Even outside of the context of the adventure, I really like the Aglaecwif and its lore. I like “dangerous and evil, but just looking for tribute” style monsters, and I like how their lore interacts with trolls.

The magic items detailed in this adventure include the following:

  • Aurelia’s Tears (Legendary Wondrous Item)
  • Enchanted Map of Nov Ostoya (Uncommon Wondrous Item)
  • The Countess’s Communion Set (Rare Wondrous Item)
  • Fingerbone of Shattered Vows (Very Rare Wondrous Item)
  • Seeds of Hope (Very Rare Wondrous Item)
  • Dose of Bliss (Uncommon Wondrous Item)
  • Lord’s Lament (Rare Potion)
  • Sunstone (Very Rare Wondrous Item)

Aurelia’s Tears, an item that can produce sunlight and enhance turning undead, certainly seems that it will come in handy, and I’m going to be interested to see how it changes the next adventure if the players don’t get the special map of Nov Ostoya.

I think my favorite item is Lord’s Lament, which is actually a kind of magical wine that causes vampires to take radiant damage if they feed off a recent ingester of the wine.

Final Thoughts

I’m so glad that this adventure returned to the surface world. I think the campaign may have spent a little too much time in the False Afterlife. When I think of a dark fantasy setting, I think of the kinds of decisions that the PCs can make in the scenarios presented within. The idea that the biggest monster may not be the literal monsters, and the best way to resolve things may be to balance the relative harm of different actions.

I know I was interested in the adventure series because I wanted to see how the products would present the setting to people new to it. While Kasimir’s history is tied to the events of the campaign setting, it feels like this is the first adventure that really engages with the tone and details introduced in the campaign setting itself.

With some of the content surrounding the Countess’s home and her companions, how she disposes of those she is done with, and her altar to an Arch Daemon of Hedonism, I wish there was a little more of a sidebar just on how to navigate that section of the adventure if it becomes a problem. I said this in the first section, but I think with all of the false starts and “death by flavor text” in a few places, I almost want the adventure to scream “you are alive and in the real world now, just get out of the Necropolis . . . you did it, hang in there!”

Future Wishes

One of my future wishes is also something I wish had happened in previous adventures in this series. I understand that you don’t always want adventures to require all of the material published for a campaign setting, but I would have loved some sidebars showing where PCs might have been tempted to engage with the Transformation rules.

If you haven’t read about these anywhere else, these are effectively templates that give characters new abilities and weaknesses, pushing characters towards becoming some iconic monsters like Vampires, Specters, or Lycanthropes. I think being trapped in the False Afterlife for so long would definitely give them a head start on that Specter transformation, and this adventure might have been a good off ramp to vampire-ville.

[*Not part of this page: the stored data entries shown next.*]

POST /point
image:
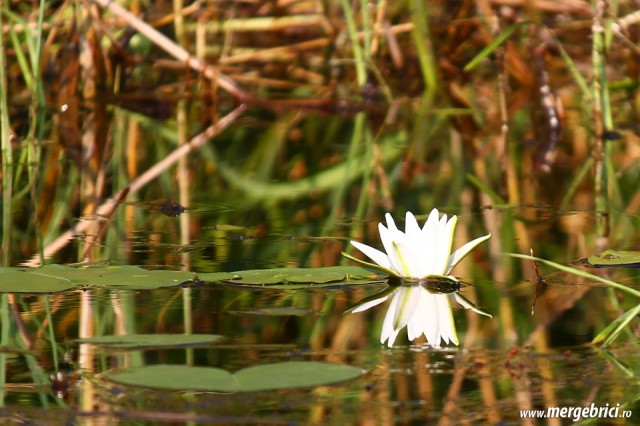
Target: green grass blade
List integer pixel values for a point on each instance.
(491, 47)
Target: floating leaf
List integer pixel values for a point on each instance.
(297, 277)
(612, 258)
(21, 280)
(56, 278)
(153, 340)
(277, 311)
(289, 374)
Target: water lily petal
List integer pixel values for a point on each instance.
(387, 325)
(374, 254)
(429, 243)
(407, 301)
(445, 319)
(460, 253)
(387, 238)
(444, 244)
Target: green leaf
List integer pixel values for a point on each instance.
(132, 341)
(21, 280)
(610, 258)
(491, 47)
(283, 375)
(277, 311)
(56, 278)
(302, 277)
(578, 273)
(121, 277)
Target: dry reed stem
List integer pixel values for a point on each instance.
(174, 49)
(107, 208)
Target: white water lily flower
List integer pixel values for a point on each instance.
(417, 255)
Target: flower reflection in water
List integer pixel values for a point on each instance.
(419, 262)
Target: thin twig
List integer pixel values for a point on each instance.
(173, 48)
(107, 208)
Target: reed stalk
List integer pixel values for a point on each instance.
(7, 154)
(602, 121)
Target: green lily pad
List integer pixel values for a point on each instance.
(134, 341)
(298, 277)
(283, 375)
(277, 311)
(612, 258)
(21, 280)
(57, 278)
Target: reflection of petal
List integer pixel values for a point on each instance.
(374, 300)
(374, 254)
(459, 254)
(430, 322)
(387, 326)
(446, 322)
(467, 304)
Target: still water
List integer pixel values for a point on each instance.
(512, 362)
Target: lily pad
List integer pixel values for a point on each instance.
(21, 280)
(282, 375)
(57, 278)
(276, 311)
(134, 341)
(298, 277)
(613, 258)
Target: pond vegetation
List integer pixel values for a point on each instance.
(180, 178)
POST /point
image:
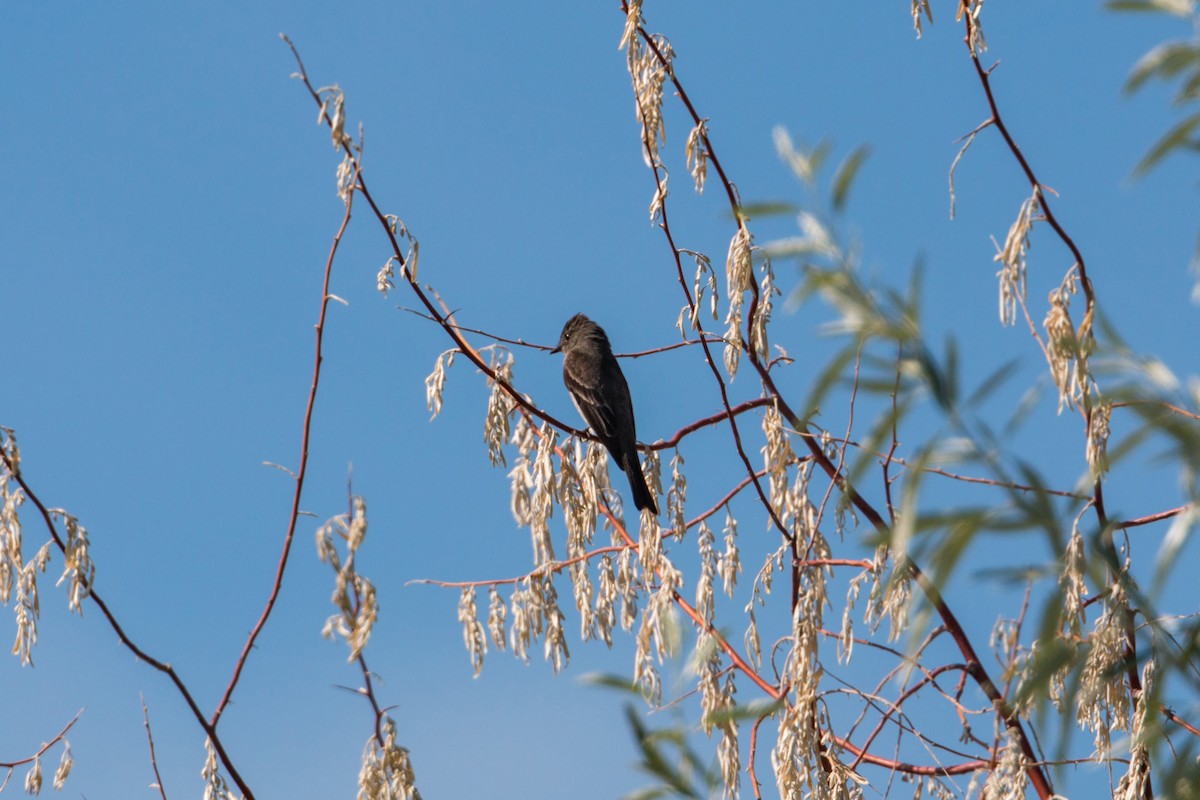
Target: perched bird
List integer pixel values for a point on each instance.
(601, 396)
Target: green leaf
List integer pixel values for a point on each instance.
(759, 210)
(1164, 61)
(845, 175)
(1177, 7)
(1177, 138)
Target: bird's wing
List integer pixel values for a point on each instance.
(601, 398)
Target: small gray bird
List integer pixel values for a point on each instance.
(601, 396)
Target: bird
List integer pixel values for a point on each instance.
(600, 394)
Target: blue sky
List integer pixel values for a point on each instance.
(167, 206)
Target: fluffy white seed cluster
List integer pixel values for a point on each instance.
(354, 595)
(1012, 258)
(387, 771)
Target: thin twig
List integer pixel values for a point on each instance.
(154, 759)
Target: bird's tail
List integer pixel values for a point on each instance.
(642, 497)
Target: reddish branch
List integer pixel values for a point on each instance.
(154, 759)
(142, 655)
(42, 751)
(973, 665)
(299, 476)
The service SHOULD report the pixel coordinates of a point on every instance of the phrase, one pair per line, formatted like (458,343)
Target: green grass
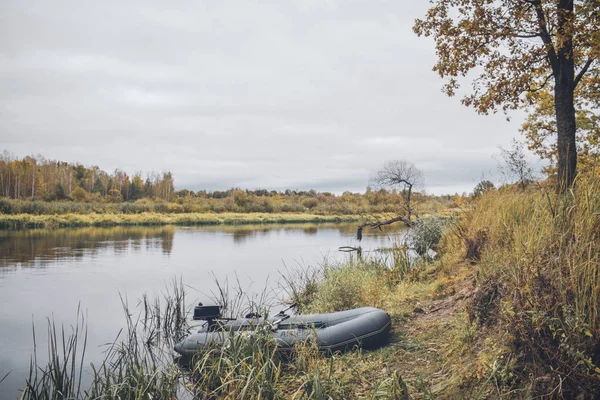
(22,221)
(510,310)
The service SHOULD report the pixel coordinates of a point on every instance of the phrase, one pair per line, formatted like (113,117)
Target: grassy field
(21,221)
(509,309)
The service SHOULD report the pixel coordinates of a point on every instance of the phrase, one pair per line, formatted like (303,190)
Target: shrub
(426,234)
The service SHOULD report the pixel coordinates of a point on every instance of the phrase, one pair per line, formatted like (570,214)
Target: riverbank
(510,309)
(28,221)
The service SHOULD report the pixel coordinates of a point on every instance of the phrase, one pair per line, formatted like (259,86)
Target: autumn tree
(517,49)
(404,177)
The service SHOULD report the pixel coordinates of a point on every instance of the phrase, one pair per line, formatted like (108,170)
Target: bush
(426,234)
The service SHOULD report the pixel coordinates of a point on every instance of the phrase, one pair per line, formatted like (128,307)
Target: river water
(51,273)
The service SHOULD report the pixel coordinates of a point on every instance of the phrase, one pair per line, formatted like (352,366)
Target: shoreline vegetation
(29,221)
(36,192)
(509,308)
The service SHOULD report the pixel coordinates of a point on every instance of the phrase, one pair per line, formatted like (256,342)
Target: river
(51,273)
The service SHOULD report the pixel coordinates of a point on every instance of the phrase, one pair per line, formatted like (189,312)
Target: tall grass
(539,257)
(20,221)
(140,364)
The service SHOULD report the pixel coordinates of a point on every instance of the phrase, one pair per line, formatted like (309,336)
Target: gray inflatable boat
(365,327)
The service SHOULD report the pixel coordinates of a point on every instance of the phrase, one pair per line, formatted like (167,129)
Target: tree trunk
(567,150)
(564,86)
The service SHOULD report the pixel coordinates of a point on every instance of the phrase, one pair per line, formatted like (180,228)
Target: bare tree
(404,177)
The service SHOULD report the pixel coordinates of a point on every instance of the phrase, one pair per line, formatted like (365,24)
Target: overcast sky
(254,94)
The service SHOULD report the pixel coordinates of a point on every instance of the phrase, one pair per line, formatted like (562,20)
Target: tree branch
(583,71)
(543,85)
(545,35)
(374,225)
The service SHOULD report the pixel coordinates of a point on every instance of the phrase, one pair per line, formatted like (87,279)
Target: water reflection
(39,247)
(93,267)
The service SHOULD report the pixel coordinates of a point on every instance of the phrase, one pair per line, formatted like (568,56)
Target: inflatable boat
(365,327)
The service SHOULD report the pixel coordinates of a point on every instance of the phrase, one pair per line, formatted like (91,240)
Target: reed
(539,277)
(140,364)
(22,221)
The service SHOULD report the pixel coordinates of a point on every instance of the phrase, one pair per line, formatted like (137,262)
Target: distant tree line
(36,185)
(37,178)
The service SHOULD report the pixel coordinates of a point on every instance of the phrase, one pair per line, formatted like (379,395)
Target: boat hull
(364,327)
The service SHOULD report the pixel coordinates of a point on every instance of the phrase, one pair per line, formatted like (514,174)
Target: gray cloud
(310,94)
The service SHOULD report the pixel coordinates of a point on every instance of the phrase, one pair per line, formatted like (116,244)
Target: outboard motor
(207,313)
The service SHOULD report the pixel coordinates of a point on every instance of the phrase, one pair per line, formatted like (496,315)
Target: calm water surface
(50,273)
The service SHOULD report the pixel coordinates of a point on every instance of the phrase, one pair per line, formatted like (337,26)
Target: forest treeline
(36,185)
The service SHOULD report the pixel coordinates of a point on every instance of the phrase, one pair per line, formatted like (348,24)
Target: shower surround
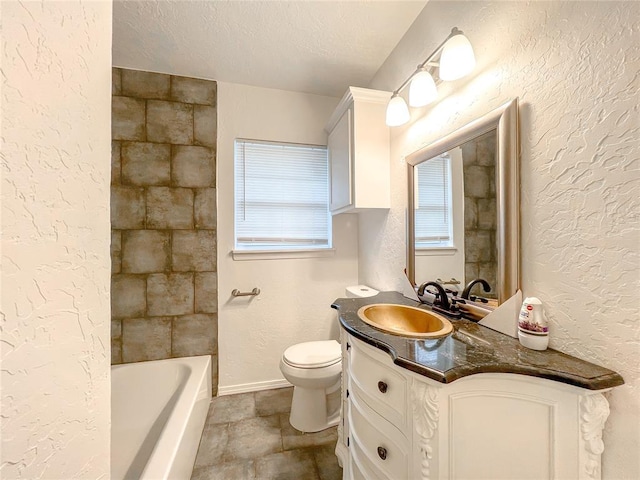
(163,217)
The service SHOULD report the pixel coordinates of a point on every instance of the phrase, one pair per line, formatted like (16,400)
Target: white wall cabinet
(400,425)
(358,148)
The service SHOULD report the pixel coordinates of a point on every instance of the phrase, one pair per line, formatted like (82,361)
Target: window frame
(275,250)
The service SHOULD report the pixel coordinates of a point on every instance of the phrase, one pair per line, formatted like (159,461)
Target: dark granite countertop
(471,349)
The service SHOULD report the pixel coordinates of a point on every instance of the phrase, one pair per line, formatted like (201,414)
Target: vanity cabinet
(401,425)
(358,148)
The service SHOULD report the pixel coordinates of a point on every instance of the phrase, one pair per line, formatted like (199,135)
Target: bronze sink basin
(405,321)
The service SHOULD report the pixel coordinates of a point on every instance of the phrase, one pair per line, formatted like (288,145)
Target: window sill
(280,254)
(436,251)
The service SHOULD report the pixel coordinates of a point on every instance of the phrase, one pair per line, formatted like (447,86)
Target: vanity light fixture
(456,59)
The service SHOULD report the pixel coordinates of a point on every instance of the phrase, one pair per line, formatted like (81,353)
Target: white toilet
(314,369)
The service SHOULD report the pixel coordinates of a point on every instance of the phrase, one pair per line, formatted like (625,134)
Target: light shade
(457,58)
(397,112)
(422,90)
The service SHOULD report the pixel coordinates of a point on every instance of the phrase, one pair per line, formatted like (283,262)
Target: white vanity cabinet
(401,425)
(358,147)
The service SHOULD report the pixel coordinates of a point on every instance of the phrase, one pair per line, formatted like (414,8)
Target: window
(281,196)
(433,204)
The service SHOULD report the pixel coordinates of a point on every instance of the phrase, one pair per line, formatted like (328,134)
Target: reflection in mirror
(464,211)
(455,216)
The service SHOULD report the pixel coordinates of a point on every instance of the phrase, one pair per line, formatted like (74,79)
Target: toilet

I’m hoping that there are more open-ended, meaningful, interesting decision points such as the ones provided in this adventure as the PCs head into Nov Ostoya. The blurb for the next adventure mentions working with some of the gangs of Nov Ostoya to find their mysterious benefactor, and given that the Nightseer Sage has shown up in the past and pointed the PCs in the right direction, I’m hoping the whole crux of this next adventure isn’t tracking down an employer that could just make themselves available to the PCs doing a job on their behalf.